Трудно найти другие, более ясные указания на монастырские летописи, которые могли служить источником для житий. Следы их, указанные выше, приводят, по–видимому, только к мысли, что между братствами пустынных и городских монастырей очень мало был распространен обычай записывать, что совершалось среди них и вокруг, и биограф очень редко мог пользоваться таким источником; летописную форму в большинстве известных случаев принимали сказания, составленные гораздо позднее описываемых событий и иногда на основании уже готового жития. Была практическая потребность в одной записи, требовавшей показания современника и самовидца, и можно предположить, что всего чаще лишь такую запись находил поздний жизнеописатель, если не было старых биографических записок: для совершения ежегодной памяти по святом нужно было записать время его кончины, а для образа— некоторые черты его наружности. Такое предположение подтверждается большим количеством житий, по–видимому составленных исключительно по изустным источникам даже не первой руки и, однако ж, умеющих обозначить если не год, то число месяца, когда преставился святой, и описать именно те черты его наружности, которые нужны для иконописца.

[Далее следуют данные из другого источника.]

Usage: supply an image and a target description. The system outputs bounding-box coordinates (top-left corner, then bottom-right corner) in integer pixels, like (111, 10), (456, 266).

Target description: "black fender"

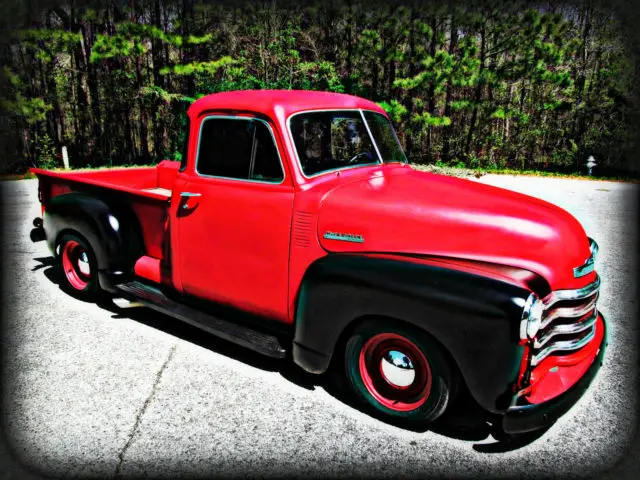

Житие не оканчивалось кончиной святого, и для изображения посмертного продолжения его деятельности биограф гораздо чаще находил в монастыре обильные записки, похожие на летопись. Посмертные чудеса основателя были явлениями в монастырской жизни, которыми более всего дорожила братия. Указания на монастырскую книгу чудес встречаем даже там, где благодаря небрежности или малограмотности монахов не сохранялось никаких записок об основании и первоначальной судьбе монастыря. Пространное, правильно составленное житие без посмертных чудес — чрезвычайно редкое исключение. Напротив, иногда повесть о жизни святого по объему и содержанию является не более как беглым предисловием к гораздо более обширному и тщательнее составленному описанию чудес. Биографический рассказ в житиях вообще отличается недостатком хронологических и других указаний, необходимых для полного воспроизведения обстановки события. Напротив, изложение чудес редко лишено таких подробностей: имя, возраст и общественное положение исцеленного, место его жительства и расстояние от обители, год, число месяца и обстоятельства, при которых совершилось чудо, — все это биограф обыкновенно обозначал с точностью, показывающею, что он пользовался записью, составленной тотчас после события, по горячим следам. Эти особенности сообщают описанию чудес живость и свежесть, которой оно резко отличается от yтомительного, однообразного биографического рассказа житии; ими же объясняется особенная любовь, с которой исследователи литературы относятся к чудесам. Есть и прямые указания на приходские или монастырские летописи чудес и на процесс их составления.